By analyzing existing cross correlation between Slate Grocery REIT and True North Commercial, you can compare the effects of market volatilities on Slate Grocery and True North and check how they will diversify away market risk if combined in the same portfolio for a given time horizon. You can also utilize pair trading strategies of matching a long position in Slate Grocery with a short position of True North. Check out your portfolio center. Please also check ongoing floating volatility patterns of Slate Grocery and True North.
Diversification Opportunities for Slate Grocery and True North
0.7 | Correlation Coefficient |
Poor diversification
The 3 months correlation between Slate and True is 0.7. Overlapping area represents the amount of risk that can be diversified away by holding Slate Grocery REIT and True North Commercial in the same portfolio, assuming nothing else is changed. The correlation between historical prices or returns on True North Commercial and Slate Grocery is a relative statistical measure of the degree to which these equity instruments tend to move together. The correlation coefficient measures the extent to which returns on Slate Grocery REIT are associated (or correlated) with True North. Values of the correlation coefficient range from -1 to +1, where. The correlation of zero (0) is possible when the price movement of True North Commercial has no effect on the direction of Slate Grocery i.e., Slate Grocery and True North go up and down completely randomly.

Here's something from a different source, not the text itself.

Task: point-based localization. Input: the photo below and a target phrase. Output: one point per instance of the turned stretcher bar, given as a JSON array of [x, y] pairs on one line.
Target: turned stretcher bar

Pair Corralation between Slate Grocery and True North
Assuming the 90 days trading horizon Slate Grocery REIT is expected to generate 0.37 times more return on investment than True North. However, Slate Grocery REIT is 2.71 times less risky than True North. It trades about 0.28 of its potential returns per unit of risk. True North Commercial is currently generating about -0.11 per unit of risk. If you would invest 1,394 in Slate Grocery REIT on August 28, 2024 and sell it today you would earn a total of 86.00 from holding Slate Grocery REIT or generate 6.17% return on investment over 90 days.
Time Period | 3 Months [change] |
Direction | Moves Together |
Strength | Significant |
Accuracy | 100.0% |
Values | Daily Returns |
Slate Grocery REIT vs. True North Commercial
Performance |
Timeline |
Slate Grocery REIT |
True North Commercial |
Slate Grocery and True North Volatility Contrast
Predicted Return Density |
Returns |
Pair Trading with Slate Grocery and True North
The main advantage of trading using opposite Slate Grocery and True North positions is that it hedges away some unsystematic risk. Because of two separate transactions, even if Slate Grocery position performs unexpectedly, True North can make up some of the losses. Pair trading also minimizes risk from directional movements in the market. For example, if an entire industry or sector drops because of unexpected headlines, the short position in True North will offset losses from the drop in True North's long position.Slate Grocery vs. True North Commercial | Slate Grocery vs. Slate Office REIT | Slate Grocery vs. Inovalis Real Estate | Slate Grocery vs. NorthWest Healthcare Properties |
True North vs. Slate Office REIT | True North vs. Inovalis Real Estate | True North vs. BTB Real Estate | True North vs. Slate Grocery REIT |
Check out your portfolio center.Note that this page's information should be used as a complementary analysis to find the right mix of equity instruments to add to your existing portfolios or create a brand new portfolio. You can also try the Portfolio Backtesting module to avoid under-diversification and over-optimization by backtesting your portfolios.